Le centre de notre galaxie, la Voie lactée, émet un flux continu de particules chargées, sous-produit des naissances d'étoiles massives.

Au cœur de la Voie lactée, un flux puissant de particules chargées naît des explosions de supernovae issues d'étoiles massives. Ce phénomène, partiellement responsable du champ magnétique galactique, a été confirmé par une équipe internationale incluant l'astronome néerlandaise Marijke Haverkorn, dans une étude publiée cette semaine dans Nature.
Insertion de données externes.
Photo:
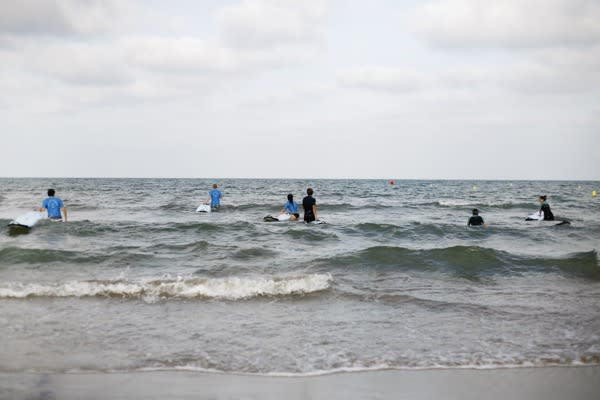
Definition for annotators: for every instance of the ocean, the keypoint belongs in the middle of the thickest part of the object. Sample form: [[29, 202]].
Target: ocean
[[136, 280]]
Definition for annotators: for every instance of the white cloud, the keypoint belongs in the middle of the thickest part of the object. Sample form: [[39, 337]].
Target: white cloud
[[272, 23], [509, 23], [560, 71], [198, 56], [60, 17], [80, 64], [383, 79]]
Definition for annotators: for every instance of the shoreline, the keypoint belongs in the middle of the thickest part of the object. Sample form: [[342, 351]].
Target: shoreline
[[548, 383]]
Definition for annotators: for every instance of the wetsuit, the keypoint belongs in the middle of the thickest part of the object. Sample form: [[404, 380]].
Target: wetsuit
[[291, 208], [548, 216], [475, 220]]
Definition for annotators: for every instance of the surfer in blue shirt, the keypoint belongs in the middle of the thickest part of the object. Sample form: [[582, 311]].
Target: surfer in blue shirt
[[291, 207], [214, 198], [55, 206]]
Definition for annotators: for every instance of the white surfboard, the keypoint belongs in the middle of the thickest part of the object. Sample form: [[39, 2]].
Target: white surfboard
[[203, 208], [27, 220]]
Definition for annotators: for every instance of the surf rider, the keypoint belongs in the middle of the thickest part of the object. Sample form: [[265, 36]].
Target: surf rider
[[55, 206], [545, 208], [310, 206], [291, 207], [475, 219], [214, 197]]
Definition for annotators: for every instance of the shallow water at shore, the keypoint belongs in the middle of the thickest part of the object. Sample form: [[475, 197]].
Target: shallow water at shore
[[138, 281]]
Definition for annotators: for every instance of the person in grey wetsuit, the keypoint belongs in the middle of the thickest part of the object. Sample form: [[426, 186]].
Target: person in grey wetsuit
[[545, 208], [475, 219]]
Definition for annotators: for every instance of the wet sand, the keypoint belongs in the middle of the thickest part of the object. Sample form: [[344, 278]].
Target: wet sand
[[520, 383]]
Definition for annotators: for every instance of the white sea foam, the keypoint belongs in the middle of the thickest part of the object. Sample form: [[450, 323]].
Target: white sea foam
[[233, 288]]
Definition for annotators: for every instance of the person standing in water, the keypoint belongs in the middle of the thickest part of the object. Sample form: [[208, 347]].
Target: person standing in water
[[310, 206], [214, 197], [55, 206], [545, 208], [291, 207], [475, 219]]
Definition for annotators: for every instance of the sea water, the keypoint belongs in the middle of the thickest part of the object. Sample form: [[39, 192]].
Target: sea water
[[136, 280]]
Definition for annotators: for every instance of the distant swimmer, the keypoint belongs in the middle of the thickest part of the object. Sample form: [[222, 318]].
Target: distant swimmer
[[214, 197], [476, 219], [291, 208], [55, 206], [310, 206], [545, 208]]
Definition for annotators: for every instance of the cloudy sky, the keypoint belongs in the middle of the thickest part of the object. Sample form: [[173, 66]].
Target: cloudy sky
[[499, 89]]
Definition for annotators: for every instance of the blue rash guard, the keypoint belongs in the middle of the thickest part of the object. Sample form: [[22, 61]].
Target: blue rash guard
[[215, 198], [291, 207], [53, 205]]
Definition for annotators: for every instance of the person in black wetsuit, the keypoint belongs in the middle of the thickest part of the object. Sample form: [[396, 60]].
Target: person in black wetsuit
[[475, 219], [310, 206], [545, 208]]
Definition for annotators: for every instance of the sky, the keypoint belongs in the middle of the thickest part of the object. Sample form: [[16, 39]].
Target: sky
[[431, 89]]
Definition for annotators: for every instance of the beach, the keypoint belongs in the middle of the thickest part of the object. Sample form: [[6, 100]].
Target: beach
[[139, 296], [497, 384]]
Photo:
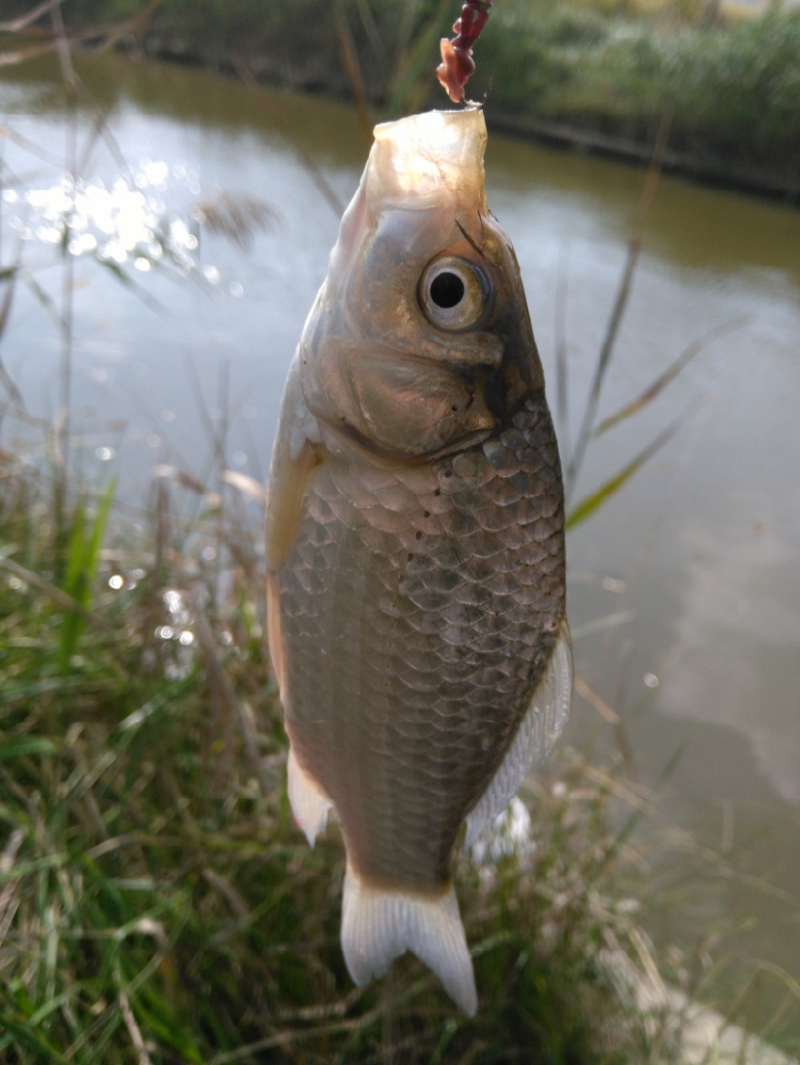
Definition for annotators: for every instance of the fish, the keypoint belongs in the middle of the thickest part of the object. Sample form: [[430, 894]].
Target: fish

Ce flux renferme une énergie colossale, équivalente à celle d'un million d'étoiles en explosion, et s'étend sur environ 50 000 années-lumière, soit la moitié du diamètre du disque galactique. Observé depuis la Terre, il couvre les deux tiers du ciel, mais reste invisible à l'œil nu. Sa découverte remonte aux observations du radiotélescope de Parkes, en Australie, d'un diamètre de 64 mètres.
Les particules chargées s'échappent du centre galactique à des vitesses d'environ 1 000 km/s. Leurs émissions radio résultent de leur interaction avec le champ magnétique de la Voie lactée. Ce flux transporte également du gaz, des électrons énergétiques et son propre champ magnétique intense.
La recherche récente démontre que ces particules proviennent de générations récentes d'étoiles massives, dont la brève existence s'achève en supernovae.